Entre noche y noche, inventó el Savoy, un bar a su medida —genialidad táctica— que deparó más de dos mil crónicas. Pocas ficciones literarias le resisten el pulso en nuestra prensa. Son célebres sus entrevistas imaginarias con Scott Fitzgerald, Bogart o Jesucristo. Hitler le negó que aspirase a imperar sobre Europa. “Lo cierto es que mi auténtico sueño era ser profesor de gimnasia del III Reich”.

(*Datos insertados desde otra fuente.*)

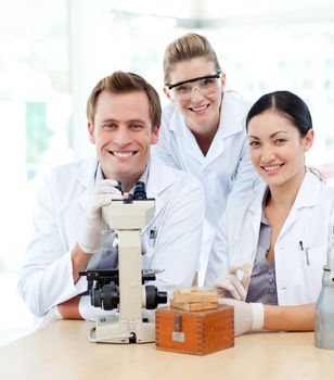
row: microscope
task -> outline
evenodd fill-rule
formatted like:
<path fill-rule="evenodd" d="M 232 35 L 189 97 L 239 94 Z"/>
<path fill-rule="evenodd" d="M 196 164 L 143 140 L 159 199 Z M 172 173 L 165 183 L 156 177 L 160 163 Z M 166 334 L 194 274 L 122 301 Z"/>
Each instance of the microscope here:
<path fill-rule="evenodd" d="M 118 269 L 87 270 L 91 305 L 115 314 L 100 316 L 89 341 L 103 343 L 146 343 L 155 341 L 155 324 L 143 317 L 143 308 L 167 303 L 167 292 L 153 284 L 159 273 L 142 269 L 141 230 L 153 219 L 155 200 L 147 199 L 145 185 L 137 182 L 133 194 L 102 208 L 102 217 L 118 239 Z"/>

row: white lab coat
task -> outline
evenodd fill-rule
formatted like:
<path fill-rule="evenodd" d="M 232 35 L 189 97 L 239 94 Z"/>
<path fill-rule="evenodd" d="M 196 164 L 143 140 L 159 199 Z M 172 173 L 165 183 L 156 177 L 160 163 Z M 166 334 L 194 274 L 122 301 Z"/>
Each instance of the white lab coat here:
<path fill-rule="evenodd" d="M 18 276 L 18 292 L 37 316 L 87 289 L 86 278 L 73 282 L 70 251 L 84 229 L 97 164 L 91 159 L 60 166 L 47 176 L 40 191 L 34 238 Z M 143 267 L 165 269 L 157 275 L 159 290 L 190 287 L 201 250 L 205 212 L 202 185 L 152 157 L 146 192 L 155 198 L 156 211 L 142 231 L 146 251 Z M 155 239 L 150 239 L 152 229 L 157 232 Z"/>
<path fill-rule="evenodd" d="M 206 192 L 202 273 L 206 269 L 214 233 L 228 197 L 254 193 L 261 187 L 248 156 L 245 130 L 248 109 L 249 104 L 241 98 L 228 92 L 223 94 L 219 127 L 206 155 L 175 103 L 168 104 L 163 112 L 159 140 L 153 147 L 153 153 L 167 165 L 195 175 Z"/>
<path fill-rule="evenodd" d="M 229 203 L 220 220 L 206 274 L 207 286 L 232 266 L 254 265 L 264 191 Z M 316 302 L 322 267 L 327 262 L 330 225 L 334 223 L 334 189 L 307 172 L 274 245 L 279 305 Z M 304 251 L 300 249 L 303 242 Z M 306 255 L 308 249 L 308 261 Z"/>

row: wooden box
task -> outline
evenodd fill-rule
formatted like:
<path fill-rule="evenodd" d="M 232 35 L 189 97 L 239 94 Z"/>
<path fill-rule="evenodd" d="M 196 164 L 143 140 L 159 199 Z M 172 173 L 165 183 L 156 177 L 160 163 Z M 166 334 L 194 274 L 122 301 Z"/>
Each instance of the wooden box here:
<path fill-rule="evenodd" d="M 162 307 L 155 312 L 155 345 L 158 350 L 206 355 L 234 345 L 233 306 L 187 312 Z"/>

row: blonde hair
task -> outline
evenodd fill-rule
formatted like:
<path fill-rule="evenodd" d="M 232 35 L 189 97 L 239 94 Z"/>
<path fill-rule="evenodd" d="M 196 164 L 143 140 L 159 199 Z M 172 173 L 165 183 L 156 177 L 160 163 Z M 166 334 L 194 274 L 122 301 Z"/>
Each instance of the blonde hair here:
<path fill-rule="evenodd" d="M 210 42 L 204 36 L 189 33 L 171 41 L 167 46 L 164 55 L 165 85 L 170 85 L 170 73 L 176 63 L 198 56 L 206 56 L 208 61 L 214 62 L 217 73 L 221 72 L 217 54 Z"/>

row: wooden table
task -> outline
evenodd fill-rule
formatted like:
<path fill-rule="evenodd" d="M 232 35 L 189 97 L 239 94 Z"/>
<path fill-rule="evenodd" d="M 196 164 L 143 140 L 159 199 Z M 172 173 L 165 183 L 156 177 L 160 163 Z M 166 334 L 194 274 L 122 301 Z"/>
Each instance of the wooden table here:
<path fill-rule="evenodd" d="M 246 334 L 232 349 L 195 356 L 153 343 L 90 343 L 91 326 L 56 321 L 0 347 L 0 379 L 334 379 L 334 351 L 317 349 L 312 332 Z"/>

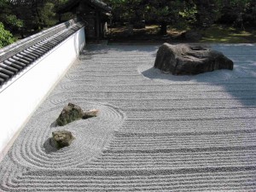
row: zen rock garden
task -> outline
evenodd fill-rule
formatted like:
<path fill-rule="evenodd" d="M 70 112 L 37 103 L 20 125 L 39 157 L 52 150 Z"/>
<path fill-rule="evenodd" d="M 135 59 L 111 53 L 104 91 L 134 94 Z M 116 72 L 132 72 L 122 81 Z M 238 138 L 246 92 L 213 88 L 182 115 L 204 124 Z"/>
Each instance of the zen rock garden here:
<path fill-rule="evenodd" d="M 194 75 L 218 69 L 233 69 L 233 61 L 221 52 L 199 45 L 164 44 L 154 67 L 173 75 Z"/>
<path fill-rule="evenodd" d="M 52 132 L 51 143 L 57 148 L 69 146 L 74 137 L 72 135 L 72 132 L 67 131 L 56 131 Z"/>
<path fill-rule="evenodd" d="M 57 125 L 63 126 L 68 123 L 80 119 L 89 119 L 96 117 L 99 110 L 91 109 L 90 111 L 83 111 L 82 108 L 73 103 L 69 102 L 65 106 L 55 123 Z M 57 148 L 69 146 L 75 137 L 72 132 L 68 131 L 56 131 L 52 132 L 51 143 Z"/>

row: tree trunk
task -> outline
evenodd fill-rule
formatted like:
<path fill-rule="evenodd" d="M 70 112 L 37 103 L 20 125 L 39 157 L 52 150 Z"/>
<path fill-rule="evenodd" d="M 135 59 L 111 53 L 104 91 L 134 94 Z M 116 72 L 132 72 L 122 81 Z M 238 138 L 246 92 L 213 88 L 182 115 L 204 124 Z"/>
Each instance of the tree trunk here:
<path fill-rule="evenodd" d="M 160 34 L 161 35 L 166 35 L 167 34 L 167 24 L 166 22 L 161 23 Z"/>

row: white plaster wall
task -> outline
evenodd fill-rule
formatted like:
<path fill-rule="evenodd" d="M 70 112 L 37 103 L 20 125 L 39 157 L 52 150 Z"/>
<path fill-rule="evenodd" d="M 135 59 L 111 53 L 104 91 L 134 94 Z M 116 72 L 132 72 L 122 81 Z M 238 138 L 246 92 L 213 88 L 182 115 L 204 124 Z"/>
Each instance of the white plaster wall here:
<path fill-rule="evenodd" d="M 41 57 L 0 89 L 0 160 L 33 111 L 85 45 L 84 28 Z"/>

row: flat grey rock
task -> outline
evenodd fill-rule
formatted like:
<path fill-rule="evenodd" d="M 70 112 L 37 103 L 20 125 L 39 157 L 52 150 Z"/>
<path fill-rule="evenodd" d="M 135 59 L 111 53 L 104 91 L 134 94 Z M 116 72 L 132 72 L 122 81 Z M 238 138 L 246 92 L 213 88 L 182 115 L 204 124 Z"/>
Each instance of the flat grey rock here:
<path fill-rule="evenodd" d="M 164 44 L 154 67 L 173 75 L 193 75 L 218 69 L 233 69 L 233 61 L 221 52 L 198 45 Z"/>

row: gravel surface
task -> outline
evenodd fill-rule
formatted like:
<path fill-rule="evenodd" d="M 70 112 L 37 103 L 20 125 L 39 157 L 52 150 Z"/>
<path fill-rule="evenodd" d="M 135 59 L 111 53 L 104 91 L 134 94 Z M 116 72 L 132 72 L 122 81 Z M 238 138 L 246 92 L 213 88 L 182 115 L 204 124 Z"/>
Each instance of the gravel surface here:
<path fill-rule="evenodd" d="M 159 46 L 86 46 L 0 163 L 0 191 L 255 190 L 256 44 L 211 46 L 233 71 L 173 76 L 153 68 Z M 99 116 L 52 126 L 68 102 Z M 56 130 L 71 146 L 51 147 Z"/>

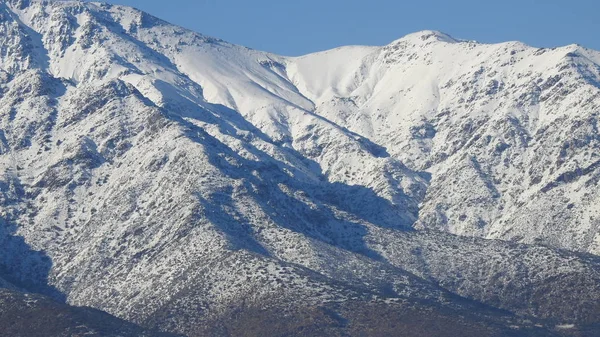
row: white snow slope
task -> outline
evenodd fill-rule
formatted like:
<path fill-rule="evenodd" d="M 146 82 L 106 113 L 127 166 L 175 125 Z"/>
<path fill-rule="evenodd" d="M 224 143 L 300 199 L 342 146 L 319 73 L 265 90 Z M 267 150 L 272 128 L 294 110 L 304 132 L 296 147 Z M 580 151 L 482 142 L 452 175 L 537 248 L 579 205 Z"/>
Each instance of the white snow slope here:
<path fill-rule="evenodd" d="M 0 2 L 0 264 L 138 323 L 446 291 L 588 322 L 600 262 L 557 249 L 600 254 L 599 64 L 433 31 L 291 58 Z"/>

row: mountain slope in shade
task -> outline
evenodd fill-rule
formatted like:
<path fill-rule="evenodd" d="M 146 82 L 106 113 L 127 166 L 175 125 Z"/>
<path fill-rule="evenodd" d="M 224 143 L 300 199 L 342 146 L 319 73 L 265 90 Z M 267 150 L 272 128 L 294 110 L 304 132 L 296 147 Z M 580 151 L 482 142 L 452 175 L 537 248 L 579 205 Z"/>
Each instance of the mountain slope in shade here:
<path fill-rule="evenodd" d="M 597 52 L 420 32 L 288 58 L 24 0 L 0 33 L 21 288 L 189 335 L 597 331 Z"/>
<path fill-rule="evenodd" d="M 51 299 L 0 289 L 2 336 L 176 336 L 152 332 L 99 310 L 75 308 Z"/>

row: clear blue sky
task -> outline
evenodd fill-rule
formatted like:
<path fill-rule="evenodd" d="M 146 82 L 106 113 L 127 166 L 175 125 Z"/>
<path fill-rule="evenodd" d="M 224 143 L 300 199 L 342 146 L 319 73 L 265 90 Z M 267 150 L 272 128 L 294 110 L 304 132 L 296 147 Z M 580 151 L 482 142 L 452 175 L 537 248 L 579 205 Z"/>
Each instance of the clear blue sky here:
<path fill-rule="evenodd" d="M 600 50 L 600 0 L 110 0 L 254 49 L 302 55 L 440 30 L 481 42 Z"/>

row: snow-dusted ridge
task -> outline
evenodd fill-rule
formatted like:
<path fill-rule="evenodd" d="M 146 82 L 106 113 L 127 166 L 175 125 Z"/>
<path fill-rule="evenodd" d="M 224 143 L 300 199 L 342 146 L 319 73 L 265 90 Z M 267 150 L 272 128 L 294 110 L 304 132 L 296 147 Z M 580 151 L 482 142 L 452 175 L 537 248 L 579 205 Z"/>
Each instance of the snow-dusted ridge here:
<path fill-rule="evenodd" d="M 284 57 L 1 2 L 0 280 L 191 335 L 315 306 L 597 323 L 599 64 L 433 31 Z"/>

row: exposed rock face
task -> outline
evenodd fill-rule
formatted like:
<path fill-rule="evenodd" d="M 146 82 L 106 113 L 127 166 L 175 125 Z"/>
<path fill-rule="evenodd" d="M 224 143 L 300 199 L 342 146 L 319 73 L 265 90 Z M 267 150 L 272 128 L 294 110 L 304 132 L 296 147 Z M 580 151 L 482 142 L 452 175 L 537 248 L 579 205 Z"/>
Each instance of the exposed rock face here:
<path fill-rule="evenodd" d="M 188 335 L 599 323 L 598 52 L 286 58 L 82 2 L 0 3 L 0 32 L 13 292 Z"/>

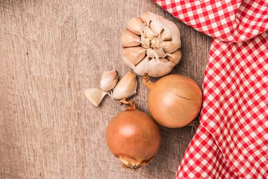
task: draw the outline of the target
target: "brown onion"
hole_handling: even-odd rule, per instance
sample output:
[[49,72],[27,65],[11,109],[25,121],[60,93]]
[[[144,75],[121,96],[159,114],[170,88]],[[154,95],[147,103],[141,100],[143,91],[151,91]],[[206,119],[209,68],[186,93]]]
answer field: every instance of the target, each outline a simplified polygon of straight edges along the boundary
[[161,144],[156,122],[133,102],[110,122],[106,137],[110,150],[123,167],[135,171],[152,161]]
[[199,114],[202,102],[198,85],[186,76],[169,75],[155,83],[143,76],[149,89],[148,107],[154,119],[168,127],[187,125]]

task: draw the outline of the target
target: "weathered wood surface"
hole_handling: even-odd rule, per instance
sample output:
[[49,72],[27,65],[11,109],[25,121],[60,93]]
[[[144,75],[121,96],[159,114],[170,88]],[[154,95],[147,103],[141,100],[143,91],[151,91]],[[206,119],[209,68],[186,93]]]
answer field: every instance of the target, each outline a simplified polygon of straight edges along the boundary
[[[200,86],[211,38],[150,0],[12,1],[0,3],[0,178],[173,178],[193,134],[161,127],[153,162],[124,170],[108,150],[105,131],[125,107],[106,97],[98,107],[83,91],[103,72],[130,69],[119,39],[127,21],[150,11],[175,22],[183,57],[172,73]],[[138,107],[148,112],[138,78]]]

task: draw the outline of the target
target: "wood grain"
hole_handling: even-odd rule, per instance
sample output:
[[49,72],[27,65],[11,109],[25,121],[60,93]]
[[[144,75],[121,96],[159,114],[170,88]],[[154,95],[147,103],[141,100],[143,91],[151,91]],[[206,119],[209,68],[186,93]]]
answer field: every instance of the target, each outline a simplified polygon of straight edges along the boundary
[[[125,107],[107,96],[95,107],[83,95],[98,86],[103,72],[116,69],[121,77],[130,70],[120,37],[128,20],[145,11],[178,25],[183,56],[172,73],[201,86],[211,38],[151,1],[1,1],[1,178],[175,177],[193,135],[190,127],[161,127],[152,163],[125,170],[105,140],[109,121]],[[141,79],[133,99],[148,113]]]

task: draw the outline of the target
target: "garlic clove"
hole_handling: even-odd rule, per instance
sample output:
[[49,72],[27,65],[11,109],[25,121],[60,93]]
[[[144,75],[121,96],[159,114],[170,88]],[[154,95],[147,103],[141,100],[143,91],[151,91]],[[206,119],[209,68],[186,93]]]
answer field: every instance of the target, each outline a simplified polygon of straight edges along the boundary
[[95,106],[98,106],[103,98],[108,94],[107,92],[99,88],[88,88],[84,93],[86,98]]
[[155,51],[152,49],[148,49],[146,51],[146,54],[150,58],[153,58],[155,57]]
[[157,59],[153,58],[150,60],[148,56],[144,57],[133,69],[135,73],[139,75],[148,75],[153,77],[164,76],[170,72],[174,64],[166,58]]
[[162,32],[163,30],[162,24],[160,23],[157,23],[157,22],[155,21],[151,21],[149,27],[155,33],[158,35],[160,35],[161,32]]
[[172,54],[167,54],[166,58],[173,63],[178,63],[181,59],[181,51],[180,49],[178,49],[175,52]]
[[161,41],[171,40],[172,40],[172,36],[167,30],[163,30],[160,34],[160,40]]
[[151,45],[151,47],[153,48],[161,48],[161,44],[160,39],[159,38],[155,38],[152,41],[151,41],[151,43],[152,43]]
[[138,35],[126,30],[122,34],[121,42],[124,47],[138,46],[140,44],[140,38]]
[[166,58],[152,59],[148,62],[148,73],[153,77],[160,77],[169,73],[173,64]]
[[147,24],[149,24],[150,21],[149,13],[150,12],[144,12],[140,14],[139,16],[139,18],[142,20],[143,23],[146,23]]
[[165,55],[165,53],[161,48],[148,49],[146,51],[146,54],[150,58],[162,58]]
[[150,61],[149,57],[146,56],[136,66],[134,66],[131,67],[134,70],[135,73],[138,75],[142,76],[145,73],[148,73],[148,68],[150,66],[148,66],[148,62]]
[[174,43],[172,41],[162,41],[161,44],[164,51],[168,53],[174,52],[181,47],[180,43]]
[[143,23],[138,17],[133,17],[129,20],[127,29],[135,34],[140,35],[141,31],[140,25]]
[[101,79],[100,87],[103,91],[109,91],[114,88],[118,80],[115,70],[105,72]]
[[146,38],[150,38],[155,34],[154,32],[149,27],[144,26],[142,27],[142,30],[145,32],[145,37]]
[[155,51],[155,53],[157,54],[157,56],[158,57],[158,58],[162,58],[166,54],[165,52],[164,52],[163,49],[162,49],[161,48],[154,49],[154,51]]
[[123,50],[123,58],[135,65],[145,56],[145,51],[140,46],[126,48]]
[[112,97],[116,99],[129,98],[136,93],[137,86],[136,75],[129,72],[114,87]]

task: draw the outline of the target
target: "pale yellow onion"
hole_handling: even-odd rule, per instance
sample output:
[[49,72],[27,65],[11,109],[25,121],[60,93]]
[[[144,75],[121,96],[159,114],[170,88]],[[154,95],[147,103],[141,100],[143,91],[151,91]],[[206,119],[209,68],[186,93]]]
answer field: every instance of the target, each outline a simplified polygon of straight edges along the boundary
[[187,125],[200,111],[202,95],[198,85],[191,79],[181,75],[169,75],[155,83],[143,83],[149,89],[148,107],[153,118],[168,127]]
[[137,86],[136,75],[129,72],[114,87],[112,97],[116,99],[129,98],[136,93]]
[[124,47],[138,46],[140,44],[140,37],[126,30],[122,33],[121,42]]
[[95,106],[98,106],[105,95],[108,94],[99,88],[88,88],[84,93],[86,98]]
[[140,35],[140,25],[143,23],[138,17],[133,17],[129,20],[127,29],[137,35]]
[[140,46],[126,48],[123,50],[123,58],[135,65],[143,58],[145,53],[145,49]]
[[105,136],[109,149],[123,167],[135,171],[153,160],[161,144],[157,123],[134,103],[112,119]]
[[118,80],[118,76],[115,70],[105,72],[101,79],[100,87],[104,91],[112,90]]

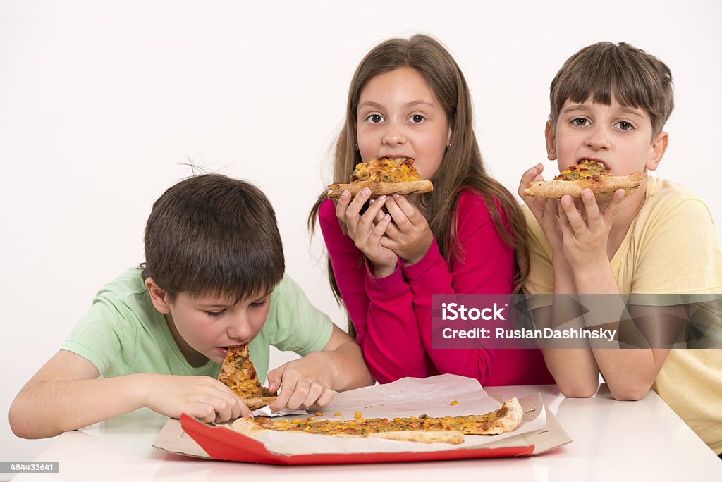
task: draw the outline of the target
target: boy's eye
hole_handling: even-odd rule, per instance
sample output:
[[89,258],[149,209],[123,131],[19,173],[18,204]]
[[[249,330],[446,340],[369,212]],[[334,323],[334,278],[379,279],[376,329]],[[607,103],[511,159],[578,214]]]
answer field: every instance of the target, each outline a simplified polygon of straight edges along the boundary
[[266,298],[264,298],[263,299],[261,299],[259,302],[256,302],[255,303],[251,303],[251,306],[261,307],[261,306],[266,304],[266,303],[268,302],[268,300],[269,300],[268,297],[266,297]]

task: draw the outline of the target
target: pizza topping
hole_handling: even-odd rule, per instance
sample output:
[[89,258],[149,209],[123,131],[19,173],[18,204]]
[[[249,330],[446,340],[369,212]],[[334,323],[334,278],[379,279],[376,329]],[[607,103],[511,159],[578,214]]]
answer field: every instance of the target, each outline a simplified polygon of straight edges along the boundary
[[379,181],[381,183],[406,183],[423,180],[414,167],[414,159],[402,157],[399,159],[383,157],[373,159],[367,162],[359,162],[351,173],[349,180]]
[[[507,416],[508,411],[508,405],[504,403],[498,410],[484,415],[447,416],[432,418],[424,413],[418,417],[395,417],[393,420],[389,420],[380,418],[364,419],[361,412],[356,412],[353,420],[317,421],[316,417],[310,417],[290,421],[258,417],[255,421],[261,426],[269,430],[296,431],[326,435],[366,435],[385,431],[445,431],[449,430],[461,431],[466,435],[473,435],[489,433],[490,429],[498,420]],[[521,416],[519,419],[519,421],[521,421]]]
[[[227,349],[218,380],[233,390],[251,409],[268,405],[276,396],[258,381],[253,364],[248,358],[248,345]],[[249,404],[251,400],[253,403]]]
[[592,179],[599,181],[601,176],[609,175],[609,170],[598,161],[588,159],[583,159],[578,165],[569,166],[562,170],[559,175],[554,176],[554,180],[577,180],[579,179]]

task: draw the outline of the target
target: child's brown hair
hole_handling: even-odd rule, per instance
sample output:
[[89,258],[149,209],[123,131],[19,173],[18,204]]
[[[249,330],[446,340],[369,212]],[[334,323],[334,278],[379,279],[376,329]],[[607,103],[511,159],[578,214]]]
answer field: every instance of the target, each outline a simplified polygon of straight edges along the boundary
[[552,126],[567,100],[583,102],[591,97],[609,105],[612,97],[622,105],[647,111],[654,137],[674,108],[671,72],[654,56],[624,42],[585,47],[567,59],[552,81]]
[[145,228],[144,277],[172,300],[178,293],[236,302],[280,282],[283,245],[276,214],[256,186],[219,174],[193,176],[153,204]]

Una escalera que baja, un guardarropa, una barra llena de náufragos, una pista de baile, un piano de cola y una puerta de atrás que daba a un callejón: eso era el Savoy. Tal vez el escenario de sus mejores columnas, no necesitadas tanto de la actualidad como de un desengaño amoroso de toda la vida o un error garrafal. Algún día le preguntaron por qué no escribía una novela, como si solo consistiese en empezar una columna y detenerse un poco más lejos. La idea misma le aburría. Además, sus columnas estaban cargadas muchas veces con todo lo que una novela puede necesitar.

Nieto e hijo de periodistas, poseyó una de las voces más particulares del columnismo español. El toc-toc-toc que levantaba su estilo se distinguía a leguas, casi sin leerlo. Te ganaba su actitud, ese modo de declarar, ambiciosamente, que siempre quiso ser “un tipo sin aspiraciones”, y con el tiempo, y sin demasiada suerte, “labrarse un pasado”. Su flirteo con la tristeza te hacía reír por dentro, muy serio. Cuando las cosas se pusieron feas de verdad, tristísimas, y apareció el cáncer, siguió pensando que en la vida le salieron bien “unas cuantas cosas que hice mal”. El sábado pasado, enterrado en el cementerio de Boisaca, se quedó muy cerca de Valle-Inclán.